Finanzierungslösung für Telefonberatung gefordert
Doch aktuell müssen die Hebammen mit jenem Material auskommen, das ihnen zur Verfügung steht. Wie alle Gesundheitsfachpersonen seien auch die Hebammen gehalten, auf alle nicht zwingend notwendigen, nicht verschiebbaren Dienstleistungen und Behandlungen zu verzichten, sagt Kantonsapotheker Samuel Steiner: «Das heisst, dass leider auch bei der Wochenbettbetreuung nur noch das Notwendige gemacht werden darf, was bei einer Unterlassung zur Verschlechterung des Gesundheitszustandes der Mutter oder des Neugeborenen führen würde.»

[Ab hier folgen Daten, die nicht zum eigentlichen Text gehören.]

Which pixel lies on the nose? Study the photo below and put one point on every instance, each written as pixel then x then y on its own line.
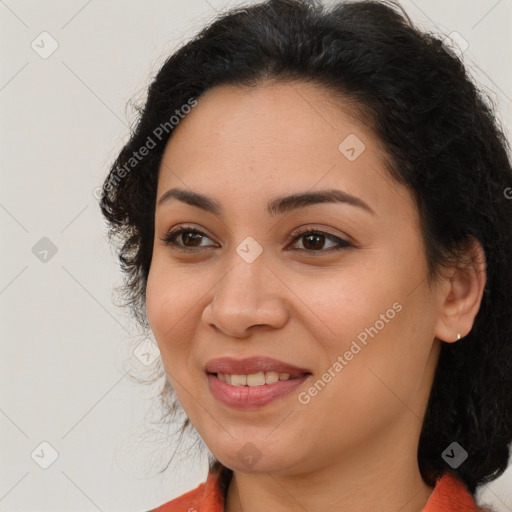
pixel 249 297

Deshalb setzen die Hebammen bereits heute vermehrt auf Beratungen via Telefon und Videoanrufe. Doch hier sei die Abrechnung über die Versicherung nicht gegeben, ebenso wie beim auf eigene Kosten besorgten Schutzmaterial, kritisiert Andrea Weber-Käser. Der Hebammenverband sei vor drei Wochen bei seinen Tarifpartnern vorstellig geworden und habe eine Übergangslösung für die Pandemielage eingereicht. «Lange haben wir überhaupt nichts gehört, dann sind wir ans BAG weiterverwiesen worden.» Ein Sprecher bestätigt, dass am Dienstag eine direkte Anfrage des SHV eingegangen sei, in der verschiedene Anträge zu den Abrechnungsmöglichkeiten unterbreitet werden. Diese werden geprüft und auch mit den Versicherern Rücksprache genommen: «Eine Beurteilung dürfte in den nächsten Tagen vorliegen.»

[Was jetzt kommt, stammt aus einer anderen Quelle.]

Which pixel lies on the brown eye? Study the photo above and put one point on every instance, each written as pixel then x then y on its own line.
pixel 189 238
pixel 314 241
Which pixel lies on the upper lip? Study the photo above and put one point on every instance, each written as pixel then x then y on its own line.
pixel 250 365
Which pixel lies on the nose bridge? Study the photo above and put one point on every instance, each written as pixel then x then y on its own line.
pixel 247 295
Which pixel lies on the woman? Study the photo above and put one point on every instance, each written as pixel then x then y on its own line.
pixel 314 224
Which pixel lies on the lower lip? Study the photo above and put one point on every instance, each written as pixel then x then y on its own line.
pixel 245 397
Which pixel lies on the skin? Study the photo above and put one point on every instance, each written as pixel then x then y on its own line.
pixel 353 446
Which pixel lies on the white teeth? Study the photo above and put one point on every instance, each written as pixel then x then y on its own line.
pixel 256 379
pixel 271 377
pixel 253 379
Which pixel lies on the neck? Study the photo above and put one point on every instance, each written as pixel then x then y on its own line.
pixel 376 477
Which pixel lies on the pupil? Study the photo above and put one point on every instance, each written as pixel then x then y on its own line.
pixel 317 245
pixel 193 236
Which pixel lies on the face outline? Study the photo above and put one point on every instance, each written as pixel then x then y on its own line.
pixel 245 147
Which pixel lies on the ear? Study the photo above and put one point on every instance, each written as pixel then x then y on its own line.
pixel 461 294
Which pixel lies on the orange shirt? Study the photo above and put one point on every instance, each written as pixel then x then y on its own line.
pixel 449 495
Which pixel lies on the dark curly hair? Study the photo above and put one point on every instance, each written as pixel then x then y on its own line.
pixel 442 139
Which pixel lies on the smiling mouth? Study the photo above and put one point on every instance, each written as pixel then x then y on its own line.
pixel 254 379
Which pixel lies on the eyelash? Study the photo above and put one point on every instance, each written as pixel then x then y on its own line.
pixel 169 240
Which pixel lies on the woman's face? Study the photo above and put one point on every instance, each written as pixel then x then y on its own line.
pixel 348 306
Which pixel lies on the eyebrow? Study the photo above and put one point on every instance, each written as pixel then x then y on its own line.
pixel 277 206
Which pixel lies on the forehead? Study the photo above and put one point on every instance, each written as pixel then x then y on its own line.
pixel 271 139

In Deutschland und Österreich haben die Behörden, die Vertragspartner und die Hebammen bereits unbürokratische Finanzierungslösungen gefunden, sagt Andrea Weber-Käser: «In der Schweiz stehen wir Hebammen leider täglich vor der schwierigen Entscheidung, ob wir unsere Klientinnen im Stich lassen und keine Leistung mehr erbringen sollen oder für unsere Arbeit nicht entschädigt werden. Wir hoffen wirklich auf eine baldige unbürokratische Lösung.»